Compare all of this with the Ministry of Defence. It sees the UK's whole 'global standing' as resting on its ability to exercise significant military force. This might be expected of Defence, but to read between the lines is, again, to discern a wholly different view of the world and Britain's place in it. It adds up to a very traditional 'hard power' and, crucially, state-centred, perspective of international relations. In stating that in future 'It is possible that the UK may be involved in a coalition action against a state actor possessing significant military capabilities, with the UK fighting in some cases from a position of near parity or even relative disadvantage', MOD thinking demonstrates the continued willingness of major states to accept war as an arbiter. Similarly, the EU is allotted no practical role whatever in MOD thinking. And that goes to the heart of the tension here – whereas the FCO can dream, the MOD has to be pragmatic. The MOD position is broadly sensible: who is the biggest power in the world? Are their objectives broadly compatible with our own? Can we work with them? The US seems to offer positive answers to those questions, while the EU is plainly seen as failing to do so – do we, for instance, have the same objectives as many European countries? That is not at all clear. Can we work with them? Neither is that.

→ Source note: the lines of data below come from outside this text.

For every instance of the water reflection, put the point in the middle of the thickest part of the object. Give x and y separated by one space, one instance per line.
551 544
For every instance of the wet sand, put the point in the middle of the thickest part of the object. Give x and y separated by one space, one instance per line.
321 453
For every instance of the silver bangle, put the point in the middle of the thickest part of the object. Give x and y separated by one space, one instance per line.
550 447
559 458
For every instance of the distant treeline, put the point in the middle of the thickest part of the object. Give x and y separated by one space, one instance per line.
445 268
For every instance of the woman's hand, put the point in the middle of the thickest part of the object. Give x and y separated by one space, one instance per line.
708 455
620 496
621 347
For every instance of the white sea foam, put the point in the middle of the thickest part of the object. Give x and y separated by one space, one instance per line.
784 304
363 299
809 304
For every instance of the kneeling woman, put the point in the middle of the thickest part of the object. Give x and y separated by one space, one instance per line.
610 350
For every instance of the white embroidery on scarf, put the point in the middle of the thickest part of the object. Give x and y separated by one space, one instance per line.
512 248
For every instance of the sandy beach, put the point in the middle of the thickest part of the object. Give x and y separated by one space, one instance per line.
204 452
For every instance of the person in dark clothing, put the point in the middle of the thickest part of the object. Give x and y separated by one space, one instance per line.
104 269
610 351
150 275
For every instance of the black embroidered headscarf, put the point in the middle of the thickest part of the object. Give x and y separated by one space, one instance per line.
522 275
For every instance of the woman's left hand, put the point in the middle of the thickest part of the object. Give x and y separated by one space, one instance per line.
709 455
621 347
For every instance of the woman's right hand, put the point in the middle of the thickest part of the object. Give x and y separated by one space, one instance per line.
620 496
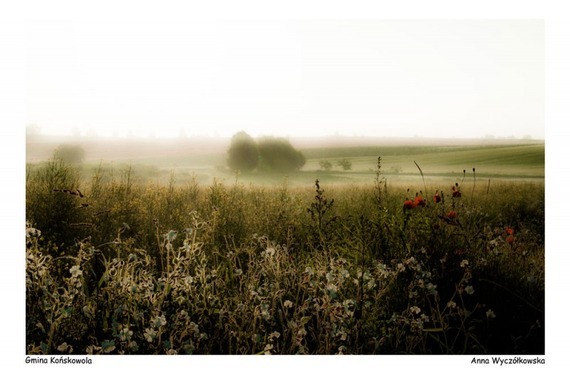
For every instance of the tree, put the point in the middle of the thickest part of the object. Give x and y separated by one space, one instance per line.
71 154
277 154
325 165
243 154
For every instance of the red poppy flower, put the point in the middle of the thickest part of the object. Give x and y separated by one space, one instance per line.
456 193
452 214
437 197
419 201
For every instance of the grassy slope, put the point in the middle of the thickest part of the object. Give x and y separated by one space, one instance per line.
439 160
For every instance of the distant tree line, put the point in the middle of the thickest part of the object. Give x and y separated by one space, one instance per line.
267 154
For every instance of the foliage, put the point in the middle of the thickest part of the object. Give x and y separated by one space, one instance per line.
243 154
230 269
277 154
325 165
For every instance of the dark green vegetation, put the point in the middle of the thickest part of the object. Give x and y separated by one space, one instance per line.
269 154
117 263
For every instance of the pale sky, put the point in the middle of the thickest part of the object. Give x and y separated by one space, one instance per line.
161 76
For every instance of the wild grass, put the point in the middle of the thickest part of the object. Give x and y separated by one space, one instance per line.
118 265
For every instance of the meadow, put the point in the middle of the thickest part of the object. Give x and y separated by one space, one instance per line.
418 250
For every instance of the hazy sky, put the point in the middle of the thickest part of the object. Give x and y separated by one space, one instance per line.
158 77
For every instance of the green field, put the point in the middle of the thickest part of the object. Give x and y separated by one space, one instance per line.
204 161
172 254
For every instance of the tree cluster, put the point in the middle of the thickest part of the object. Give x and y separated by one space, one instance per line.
268 154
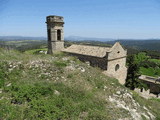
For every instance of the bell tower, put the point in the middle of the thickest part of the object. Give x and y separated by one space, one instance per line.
55 33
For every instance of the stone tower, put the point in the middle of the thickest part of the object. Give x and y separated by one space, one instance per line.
55 33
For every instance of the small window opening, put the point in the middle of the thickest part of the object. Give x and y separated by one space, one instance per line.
117 67
58 34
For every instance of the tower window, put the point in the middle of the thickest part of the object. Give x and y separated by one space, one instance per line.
117 67
49 34
58 34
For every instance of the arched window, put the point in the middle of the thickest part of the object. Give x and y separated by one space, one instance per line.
49 34
117 67
58 34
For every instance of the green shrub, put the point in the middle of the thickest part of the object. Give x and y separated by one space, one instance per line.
3 73
60 63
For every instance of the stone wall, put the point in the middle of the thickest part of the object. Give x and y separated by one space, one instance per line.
119 72
94 61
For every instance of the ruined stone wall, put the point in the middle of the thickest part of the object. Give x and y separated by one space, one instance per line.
117 69
94 61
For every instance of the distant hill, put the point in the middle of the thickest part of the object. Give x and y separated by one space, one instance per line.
13 38
78 38
153 45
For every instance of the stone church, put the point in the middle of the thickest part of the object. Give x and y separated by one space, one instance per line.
110 59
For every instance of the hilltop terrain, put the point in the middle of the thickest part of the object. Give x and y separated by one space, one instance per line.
40 86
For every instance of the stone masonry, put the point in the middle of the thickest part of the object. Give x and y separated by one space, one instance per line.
55 33
111 60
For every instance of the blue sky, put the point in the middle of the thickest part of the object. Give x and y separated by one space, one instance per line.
88 18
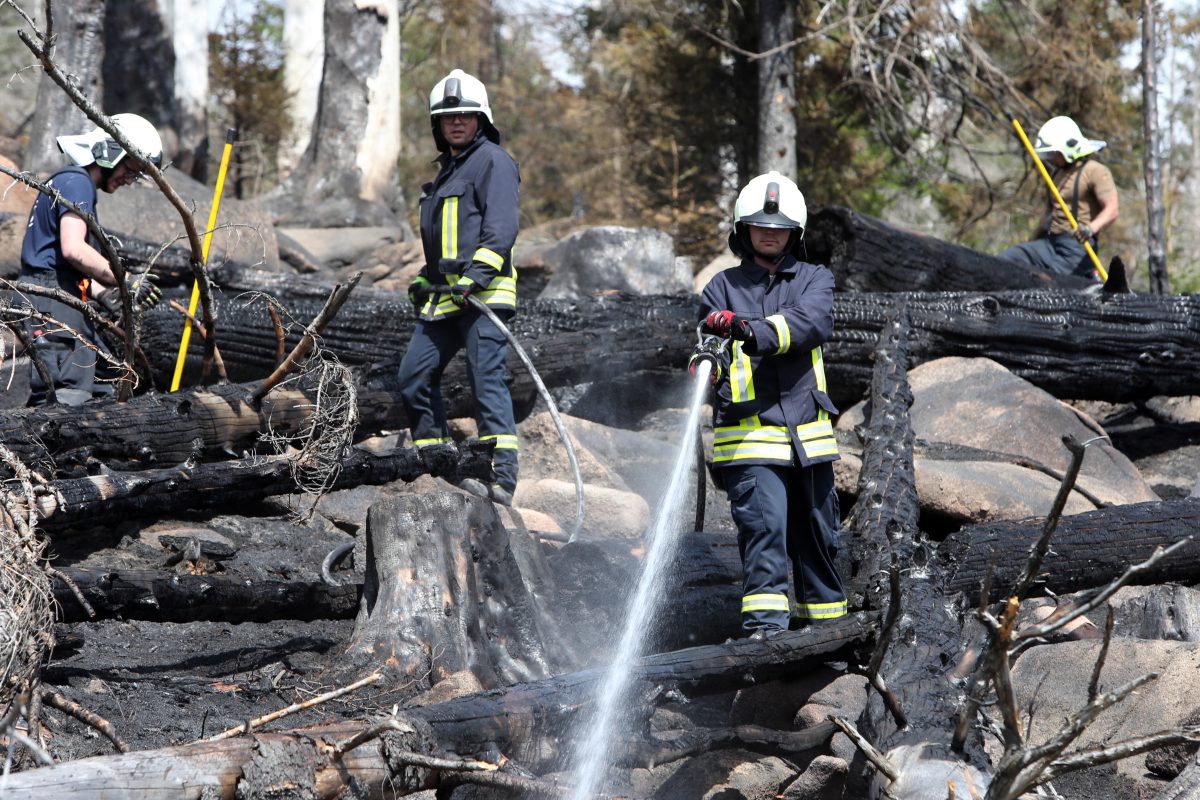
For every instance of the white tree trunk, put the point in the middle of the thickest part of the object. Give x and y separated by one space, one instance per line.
777 88
191 79
379 146
304 43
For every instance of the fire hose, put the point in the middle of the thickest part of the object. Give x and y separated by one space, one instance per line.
708 348
481 307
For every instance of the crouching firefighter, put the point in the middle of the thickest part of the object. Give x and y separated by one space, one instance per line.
468 228
774 446
59 252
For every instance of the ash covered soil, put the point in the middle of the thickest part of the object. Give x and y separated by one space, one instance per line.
163 684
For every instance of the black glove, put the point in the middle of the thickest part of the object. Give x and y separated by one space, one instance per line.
143 290
729 325
418 290
461 290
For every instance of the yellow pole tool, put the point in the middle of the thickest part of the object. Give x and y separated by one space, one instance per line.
231 134
1062 204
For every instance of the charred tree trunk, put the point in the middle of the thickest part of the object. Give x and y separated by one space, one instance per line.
868 254
88 501
1090 549
520 720
444 594
173 597
911 720
1074 346
79 36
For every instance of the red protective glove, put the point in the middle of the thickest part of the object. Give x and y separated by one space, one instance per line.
729 325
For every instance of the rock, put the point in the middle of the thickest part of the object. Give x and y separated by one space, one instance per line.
245 232
1054 680
341 246
727 775
1165 612
610 258
606 512
823 780
544 455
977 403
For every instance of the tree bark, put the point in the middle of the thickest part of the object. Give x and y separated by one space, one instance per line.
1115 348
868 254
444 594
165 596
777 88
351 160
1089 549
1152 163
79 35
88 501
509 719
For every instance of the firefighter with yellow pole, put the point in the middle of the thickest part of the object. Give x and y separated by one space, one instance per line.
1081 202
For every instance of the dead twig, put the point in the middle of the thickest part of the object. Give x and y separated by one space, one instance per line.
246 727
90 719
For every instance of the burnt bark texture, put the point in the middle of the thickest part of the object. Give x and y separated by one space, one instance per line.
444 594
525 722
887 485
922 642
1074 346
79 50
868 254
173 597
111 497
329 191
1089 549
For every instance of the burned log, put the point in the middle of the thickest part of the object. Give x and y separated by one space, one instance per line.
508 719
97 499
1072 344
444 594
1090 549
910 719
868 254
180 597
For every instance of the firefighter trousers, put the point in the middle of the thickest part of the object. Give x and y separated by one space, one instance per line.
786 517
432 347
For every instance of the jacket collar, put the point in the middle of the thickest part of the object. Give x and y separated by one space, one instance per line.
760 274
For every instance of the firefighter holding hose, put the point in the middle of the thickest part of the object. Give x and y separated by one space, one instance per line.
774 445
468 228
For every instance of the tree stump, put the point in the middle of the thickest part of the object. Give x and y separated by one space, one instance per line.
443 593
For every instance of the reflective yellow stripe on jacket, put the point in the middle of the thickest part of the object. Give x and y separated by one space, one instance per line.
821 611
753 440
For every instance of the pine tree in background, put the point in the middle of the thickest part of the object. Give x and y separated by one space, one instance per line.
246 74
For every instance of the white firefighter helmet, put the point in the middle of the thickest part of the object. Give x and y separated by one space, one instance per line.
99 148
460 92
769 200
1061 134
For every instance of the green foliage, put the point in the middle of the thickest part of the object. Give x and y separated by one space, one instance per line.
249 92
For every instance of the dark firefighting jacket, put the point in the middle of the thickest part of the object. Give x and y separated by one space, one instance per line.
772 405
468 227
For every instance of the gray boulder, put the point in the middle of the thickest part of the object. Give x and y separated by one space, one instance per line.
610 258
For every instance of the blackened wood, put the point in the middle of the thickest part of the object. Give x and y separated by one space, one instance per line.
507 719
1072 344
1087 551
173 597
88 501
444 594
887 486
868 254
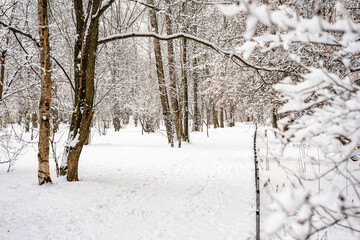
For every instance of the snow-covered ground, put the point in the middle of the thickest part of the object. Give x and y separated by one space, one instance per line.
136 187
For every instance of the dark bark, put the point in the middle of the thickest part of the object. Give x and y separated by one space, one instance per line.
197 116
274 118
185 96
215 118
173 86
221 117
86 48
45 98
161 78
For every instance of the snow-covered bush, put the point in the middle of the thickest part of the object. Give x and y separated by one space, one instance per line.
322 107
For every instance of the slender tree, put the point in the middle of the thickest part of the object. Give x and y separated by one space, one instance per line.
45 99
161 77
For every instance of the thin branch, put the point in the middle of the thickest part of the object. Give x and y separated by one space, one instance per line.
190 37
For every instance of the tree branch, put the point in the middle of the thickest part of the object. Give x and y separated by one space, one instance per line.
190 37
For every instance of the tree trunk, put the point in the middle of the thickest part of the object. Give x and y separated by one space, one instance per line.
221 117
86 47
232 116
173 88
215 119
2 71
274 118
45 99
161 78
196 118
185 98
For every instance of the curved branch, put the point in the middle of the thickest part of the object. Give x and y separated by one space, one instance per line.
190 37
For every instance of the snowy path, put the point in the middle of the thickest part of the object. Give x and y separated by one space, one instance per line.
136 187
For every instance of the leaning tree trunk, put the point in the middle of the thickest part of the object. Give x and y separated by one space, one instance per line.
45 99
161 78
222 117
197 116
173 88
81 119
185 97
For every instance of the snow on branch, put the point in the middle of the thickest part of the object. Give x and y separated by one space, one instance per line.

And no one seems able to impose harmony on these squabbling departments. Cabinet Office papers simply list the (contradictory) FCO and MOD priorities next to one another! Therefore this goes beyond cross-departmental disagreement; the different worldviews on offer are profound. At the heart of government, the two leading departments of state are at odds on the issue of alliances and priorities. Considering that the UK has been engaged in two simultaneous wars, this is evidence of a frightening failure to connect the dots between policy objectives and military force. And with a landmark Strategic Defence Review due to occur in a climate of severe spending cuts, the consequences could yet prove calamitous.
Robert Crowcroft teaches History at the University of Leeds, where he studied between 2000 and 2007. His interests range across British government, defence and international relations.